While plenty in the development of internal relationships in FYROM remains to be seen and are yet to be studied, certain calls to actions come to the mind. It is clear that the individual will never have a peace of the mind in the vertically stratified command-type society of FYROM. The genocide of Bulgarians is the single greatest atrocity in FYROM, perpetrated by Pseudomacedonians, a number of which have Crypto-Bulgarian tendencies but the implementation of which is likely to prove itself fatal. Hellenism is the largest external victim of Pseudomacedonism: both as a colossal historical legacy and as a living reality, its symbols are expropriated zealously by Pseudomacedonians. The territorial pretension of FYROM against Greece are real, although they may seem in their preparatory phase as of now. The Slavs in general and the Serbs in particular are also threatened with their forced incorporation into the VMRO’s Big Brother State. What remains to be done?

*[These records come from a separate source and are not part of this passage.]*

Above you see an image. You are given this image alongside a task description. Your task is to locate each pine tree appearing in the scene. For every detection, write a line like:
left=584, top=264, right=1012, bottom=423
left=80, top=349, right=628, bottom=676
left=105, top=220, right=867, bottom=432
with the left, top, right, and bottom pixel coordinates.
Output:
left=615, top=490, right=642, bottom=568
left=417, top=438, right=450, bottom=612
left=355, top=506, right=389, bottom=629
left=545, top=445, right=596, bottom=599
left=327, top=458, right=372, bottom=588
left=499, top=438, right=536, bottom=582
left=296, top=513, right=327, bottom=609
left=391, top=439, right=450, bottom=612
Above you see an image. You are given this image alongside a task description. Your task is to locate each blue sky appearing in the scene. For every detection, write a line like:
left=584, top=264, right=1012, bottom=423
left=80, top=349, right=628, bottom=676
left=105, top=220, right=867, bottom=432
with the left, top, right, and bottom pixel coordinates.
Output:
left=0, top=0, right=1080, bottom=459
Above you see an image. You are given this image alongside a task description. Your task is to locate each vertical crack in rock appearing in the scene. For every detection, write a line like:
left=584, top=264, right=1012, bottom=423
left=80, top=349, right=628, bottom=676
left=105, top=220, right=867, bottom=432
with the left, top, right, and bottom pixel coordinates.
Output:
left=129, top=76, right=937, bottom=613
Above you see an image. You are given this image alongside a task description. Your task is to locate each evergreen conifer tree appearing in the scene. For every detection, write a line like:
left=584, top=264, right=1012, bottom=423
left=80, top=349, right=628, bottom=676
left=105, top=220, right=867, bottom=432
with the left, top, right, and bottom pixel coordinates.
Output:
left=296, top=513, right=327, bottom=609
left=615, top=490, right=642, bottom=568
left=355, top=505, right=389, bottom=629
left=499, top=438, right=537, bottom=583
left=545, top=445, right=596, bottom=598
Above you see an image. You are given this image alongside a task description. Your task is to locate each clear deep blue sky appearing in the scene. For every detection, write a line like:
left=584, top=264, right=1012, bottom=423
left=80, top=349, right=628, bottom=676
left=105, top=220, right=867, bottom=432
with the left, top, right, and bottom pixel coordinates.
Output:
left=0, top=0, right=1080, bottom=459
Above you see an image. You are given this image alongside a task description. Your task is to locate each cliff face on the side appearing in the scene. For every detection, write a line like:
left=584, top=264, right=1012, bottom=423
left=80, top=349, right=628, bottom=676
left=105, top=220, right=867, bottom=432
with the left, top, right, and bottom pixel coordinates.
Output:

As of now, no opposition worthy of name exist in FYROM. Public voices against the regime are rare. Hope remains that the world, drawing analogy between the consequences of actions undertaken by the doomed ideologies of the past, will awake. The world has an obligation to stop FYROM from being the trouble-maker of the Balkans and a source of major instability which could affect the wider region. The regime may implode, or even get overthrown by the dissatisfied masses. Yet apocalyptic scenarios are not necessary part of the solution-bringing equation. What is certain is that a long process of detoxification of entire FYROM must follow the fall of VMRO. Old politicians must be banned from any participation into politics. The educational system should be reformed, while the public culture sector should be privatized as much as possible and reformed. The collective delusion should be brought to an end through a public program. If reformist forces from within, ready to invest effort into the enterprise of DeVMROvisation, fail to be up to the task or even fail to appear, the International, primarily European Community should step in and impose order.
Only through a fall of Gruevski and his clique a full restoration of freedom-based values in FYROM may occur and fresh solution to the identity-crisis of the troubled Pseudomacedonian Balkan nation may be found. The one thing that is sure is that time is of essence and the time is getting late.